On peut d’abord rappeler le caractère particulier de cette perception: le patient ne confond pas en général ses voix avec une conversation ordinaire et ne s’étonne pas d’être seul à pouvoir les entendre. L’hallucination prend place dans un espace qui n’est pas celui de la perception ordinaire du monde. Monosensorielle et discontinue, cette perception s’impose au sujet comme une donnée irréfutable et "supraréelle". Avec le temps néanmoins l’autocritique, le doute, la remise en question ne sont pas impossibles. Spontanément ou sous l’effet de la médication, l’hallucination peut perdre une partie de sa force de conviction. Les réticences et les objections d’autrui sont de nouveau recevables. Le dialogue reprend.

 

La paranoïa, mécanisme de défense.

La paranoïa désigne une réalité clinique et psychologique étendue qui dépasse la sphère médicale. Le langage courant a adopté le vocable sans dénaturer son sens. Entre le mécanisme psychologique, le trouble de personnalité et le délire, il existerait une continuité logique et parfois biographique. La paranoïa peut être aussi considérée comme un mécanisme de défense universel qui vise, dans certaines circonstances comme l’émigration ou la persécution, à maîtriser l’environnement et à réduire la contingence. Il s’agit d’une stratégie d’adaptation qui permettrait au sujet de développer une vigilance permanente et ne deviendrait pathologique que si elle se systématise et s’émancipe de la situation originaire.

 

La schizophrénie n’empêche pas la communication

La schizophrénie touche l% de la population dans le monde. C’est la plus fréquente et la plus invalidante des psychoses chroniques. Elle modifie la personnalité du sujet, ses relations avec son entourage. Elle porte atteinte à sa pensée, à ses affects, à sa vision du monde, à ses capacités d’initiative. Elle se déclare le plus souvent à l’adolescence ou au début de l’âge adulte. Le rôle de l’hérédité semble établi mais son déterminisme génétique reste inconnu.

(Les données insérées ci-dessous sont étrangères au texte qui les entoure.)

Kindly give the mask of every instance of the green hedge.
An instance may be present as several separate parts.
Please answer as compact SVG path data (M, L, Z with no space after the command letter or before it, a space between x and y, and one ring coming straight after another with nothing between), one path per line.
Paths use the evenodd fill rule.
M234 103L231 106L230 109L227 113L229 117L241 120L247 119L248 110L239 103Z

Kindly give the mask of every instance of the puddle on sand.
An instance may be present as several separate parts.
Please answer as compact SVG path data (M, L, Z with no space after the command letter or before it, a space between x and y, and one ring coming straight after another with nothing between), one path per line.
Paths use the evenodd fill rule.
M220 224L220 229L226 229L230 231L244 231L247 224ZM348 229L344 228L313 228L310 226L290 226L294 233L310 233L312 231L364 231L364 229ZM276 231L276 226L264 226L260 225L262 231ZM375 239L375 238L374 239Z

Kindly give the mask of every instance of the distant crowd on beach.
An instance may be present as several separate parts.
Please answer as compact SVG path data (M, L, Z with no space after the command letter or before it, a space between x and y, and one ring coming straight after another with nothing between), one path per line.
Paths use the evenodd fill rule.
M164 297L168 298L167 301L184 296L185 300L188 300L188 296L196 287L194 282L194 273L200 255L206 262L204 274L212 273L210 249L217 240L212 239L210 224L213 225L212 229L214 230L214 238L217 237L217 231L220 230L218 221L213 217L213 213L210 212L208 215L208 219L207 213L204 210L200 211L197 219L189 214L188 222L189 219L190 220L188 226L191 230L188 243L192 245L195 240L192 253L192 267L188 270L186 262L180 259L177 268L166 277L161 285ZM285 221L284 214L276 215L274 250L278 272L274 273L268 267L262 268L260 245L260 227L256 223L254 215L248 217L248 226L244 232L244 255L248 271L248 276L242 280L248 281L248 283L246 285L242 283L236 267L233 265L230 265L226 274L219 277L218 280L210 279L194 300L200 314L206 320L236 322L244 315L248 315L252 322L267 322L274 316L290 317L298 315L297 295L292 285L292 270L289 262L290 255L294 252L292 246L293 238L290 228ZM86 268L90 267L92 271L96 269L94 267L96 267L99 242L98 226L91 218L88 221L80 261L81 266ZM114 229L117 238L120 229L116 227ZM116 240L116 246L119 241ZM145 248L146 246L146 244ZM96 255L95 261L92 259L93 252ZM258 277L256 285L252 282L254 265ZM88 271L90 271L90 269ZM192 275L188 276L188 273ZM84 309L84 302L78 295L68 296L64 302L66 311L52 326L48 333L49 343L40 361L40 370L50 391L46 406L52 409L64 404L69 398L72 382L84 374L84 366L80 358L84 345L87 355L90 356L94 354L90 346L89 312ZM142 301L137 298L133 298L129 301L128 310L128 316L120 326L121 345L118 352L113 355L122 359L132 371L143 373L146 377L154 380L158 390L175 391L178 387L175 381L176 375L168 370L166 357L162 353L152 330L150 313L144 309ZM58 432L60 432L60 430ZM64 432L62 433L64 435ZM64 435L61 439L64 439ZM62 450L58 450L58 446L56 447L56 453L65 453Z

Des anomalies morphologiques et biochimiques du cerveau ont été décrites mais elles ne sont pas spécifiques. Les psychanalystes parlent de régression, de rupture des frontières psychiques, de prédominance du rapport verbal sur le rapport objectal. Les thérapeutes familiaux perçoivent la schizophrénie comme une pathologie de la communication. Les phénoménologues ont décrit, de leur côté, une perte de l’évidence naturelle et une constitution défaillante de l’intersubjectivité. Que d’obstacles au dialogue! L’isolement, le repli sur soi et la marginalité représentent, aujourd’hui encore, le destin prévisible de ces individus. Et pourtant ils viennent nous voir, parfois régulièrement et pendant des années. Certains resteront distants et impénétrables, d’autres au contraire se prêteront au jeu de la conversation et du partage. Avec le temps et malgré la psychose, des complicités et des fidélités se tressent qu’aucune rechute et qu’aucun événement ne pourront détruire. La schizophrénie a beau être une pathologie de la communication, elle n’empêche pas la relation thérapeutique mais la rend plus incertaine et plus progressive.